In April 2018, a District court ruled that a Bank Hapoalim client could receive monies into his account stemming from proceeds for the sale of Bitcoins.


The case began when the client sought to transfer funds into his bank account in Israel that had originated from a sale of Bitcoins transacted outside of Israel. The client’s Bitcoins had been held in his digital wallet, and their sale was transacted through a cryptocurrency exchange. The client then sought to transfer the proceeds of the sale of his Bitcoins from his digital wallet into his account at Bank Hapoalim.


The bank refused the client’s request, alleging exposure to violations of anti-money-laundering laws, claiming it is not possible to ascertain the source of the funds in instances of digital-currency transactions. The client forwarded documents to the bank attesting to the source of the funds he had used to purchase his Bitcoins and proving the sale had been reported to the Israel Tax Authority.

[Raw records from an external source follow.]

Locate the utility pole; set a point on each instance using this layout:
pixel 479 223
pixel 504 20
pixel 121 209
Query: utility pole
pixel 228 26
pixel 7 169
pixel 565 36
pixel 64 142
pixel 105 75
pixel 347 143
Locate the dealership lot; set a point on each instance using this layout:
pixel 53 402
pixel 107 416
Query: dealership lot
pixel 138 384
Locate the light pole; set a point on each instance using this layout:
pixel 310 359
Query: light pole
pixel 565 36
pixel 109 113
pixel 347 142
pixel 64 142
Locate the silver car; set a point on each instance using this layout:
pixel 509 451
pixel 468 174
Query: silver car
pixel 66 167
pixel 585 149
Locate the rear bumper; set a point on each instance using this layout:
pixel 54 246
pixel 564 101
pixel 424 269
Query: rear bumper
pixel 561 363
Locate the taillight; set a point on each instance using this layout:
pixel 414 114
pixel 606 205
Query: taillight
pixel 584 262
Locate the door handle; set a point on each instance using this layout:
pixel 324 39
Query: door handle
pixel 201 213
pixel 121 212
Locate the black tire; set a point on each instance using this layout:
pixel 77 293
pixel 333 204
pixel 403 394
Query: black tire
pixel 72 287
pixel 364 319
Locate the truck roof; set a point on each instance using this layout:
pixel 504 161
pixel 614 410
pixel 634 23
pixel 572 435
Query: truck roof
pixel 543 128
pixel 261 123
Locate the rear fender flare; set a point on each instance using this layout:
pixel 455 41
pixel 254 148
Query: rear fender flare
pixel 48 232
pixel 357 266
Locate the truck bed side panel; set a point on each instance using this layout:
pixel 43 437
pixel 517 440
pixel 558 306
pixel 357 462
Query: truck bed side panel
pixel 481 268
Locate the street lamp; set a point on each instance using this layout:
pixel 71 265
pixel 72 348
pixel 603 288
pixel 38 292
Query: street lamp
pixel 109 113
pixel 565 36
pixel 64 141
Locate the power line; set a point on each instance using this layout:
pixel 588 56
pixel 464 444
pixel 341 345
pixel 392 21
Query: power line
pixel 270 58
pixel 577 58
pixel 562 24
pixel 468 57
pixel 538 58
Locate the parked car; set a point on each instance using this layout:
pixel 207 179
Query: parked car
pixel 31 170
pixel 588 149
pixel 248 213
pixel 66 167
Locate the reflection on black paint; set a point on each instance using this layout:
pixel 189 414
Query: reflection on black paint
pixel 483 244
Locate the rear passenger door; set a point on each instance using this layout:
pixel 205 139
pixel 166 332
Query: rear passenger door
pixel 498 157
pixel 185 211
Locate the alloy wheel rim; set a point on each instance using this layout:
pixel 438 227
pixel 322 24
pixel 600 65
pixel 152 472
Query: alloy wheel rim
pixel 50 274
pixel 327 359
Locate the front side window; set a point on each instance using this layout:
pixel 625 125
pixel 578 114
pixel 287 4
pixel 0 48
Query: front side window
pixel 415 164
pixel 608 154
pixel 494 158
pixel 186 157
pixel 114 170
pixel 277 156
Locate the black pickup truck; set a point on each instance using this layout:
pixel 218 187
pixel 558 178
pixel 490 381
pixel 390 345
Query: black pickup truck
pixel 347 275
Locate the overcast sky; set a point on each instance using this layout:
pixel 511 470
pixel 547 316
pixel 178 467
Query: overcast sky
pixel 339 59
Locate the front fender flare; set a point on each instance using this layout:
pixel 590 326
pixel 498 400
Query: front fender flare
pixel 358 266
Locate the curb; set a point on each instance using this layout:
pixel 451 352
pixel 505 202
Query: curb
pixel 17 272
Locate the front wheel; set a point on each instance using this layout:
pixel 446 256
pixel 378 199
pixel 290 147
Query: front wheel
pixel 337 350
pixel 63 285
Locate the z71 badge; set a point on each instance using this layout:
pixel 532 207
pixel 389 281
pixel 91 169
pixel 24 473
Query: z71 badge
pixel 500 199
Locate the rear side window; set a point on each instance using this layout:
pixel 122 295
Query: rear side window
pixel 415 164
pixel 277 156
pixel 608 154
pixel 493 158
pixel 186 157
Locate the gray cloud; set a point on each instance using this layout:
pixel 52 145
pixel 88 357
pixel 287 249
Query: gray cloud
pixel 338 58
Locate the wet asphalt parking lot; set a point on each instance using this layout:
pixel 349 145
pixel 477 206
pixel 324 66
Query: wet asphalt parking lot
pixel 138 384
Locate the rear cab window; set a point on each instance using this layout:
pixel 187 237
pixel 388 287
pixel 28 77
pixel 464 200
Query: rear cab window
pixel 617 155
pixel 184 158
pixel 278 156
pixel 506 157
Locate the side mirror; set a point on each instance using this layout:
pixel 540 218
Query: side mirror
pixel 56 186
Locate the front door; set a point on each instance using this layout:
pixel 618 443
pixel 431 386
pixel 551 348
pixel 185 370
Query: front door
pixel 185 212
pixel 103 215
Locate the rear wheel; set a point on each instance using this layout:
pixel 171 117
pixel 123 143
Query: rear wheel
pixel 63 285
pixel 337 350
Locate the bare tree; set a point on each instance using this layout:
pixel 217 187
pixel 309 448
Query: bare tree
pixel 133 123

The bank remained adamant in its refusal, arguing that these documents are insufficient for it to accept and deposit the funds into the account. The bank then contended there has been an uptrend in compliance risks at financial institutions in recent years (including in relation to money-laundering risks), which have also become manifest considering the high volumes of penalties imposed. The bank also presented the Bank of Israel’s references to activities with digital currencies as high-risk activities, and to the lack of suitable regulations.



The court examined the damage liable to be caused to the client if the bank refused to accept the funds and deposit them into his account, as well as the damage that would result from the funds being returned to their source (to the bank account of the digital wallet outside of Israel, through which the transaction was executed). The court acceded to the client’s motion and issued an interlocutory order obligating the bank to accept the funds, while implementing the recent guidelines prescribed by the Israeli Supreme Court in the Bits of Gold case. In that case, the Supreme Court ruling supported Bank Leumi’s refusal to allow virtual currency trade transactions in a bank account, at the expense of the tangible damage liable to be caused to the client due to the Bank Leumi’s refusal. In essence, the court acknowledged the theoretical risk liable to be caused to the bank as a result of approving such a transaction, and the demand that the client must provide a bank guarantee in favor of the bank.


In light of the District court ruling, and as the Supreme Court already deliberated in the Bits of Gold case, it appears the courts in Israel, which are public bodies, are more open to technological advancement – including in relation to digital currencies – than the banking system in Israel, which is a business-private entity that should theoretically also recognize business and technological developments.


Even though this judgment does not deliberate the question of activity with virtual currencies – rather only the particular instance of a bank preventing a client from transferring money into his account – it is still a judgment that promotes discourse on the subjects of online banking and cryptocurrency trading.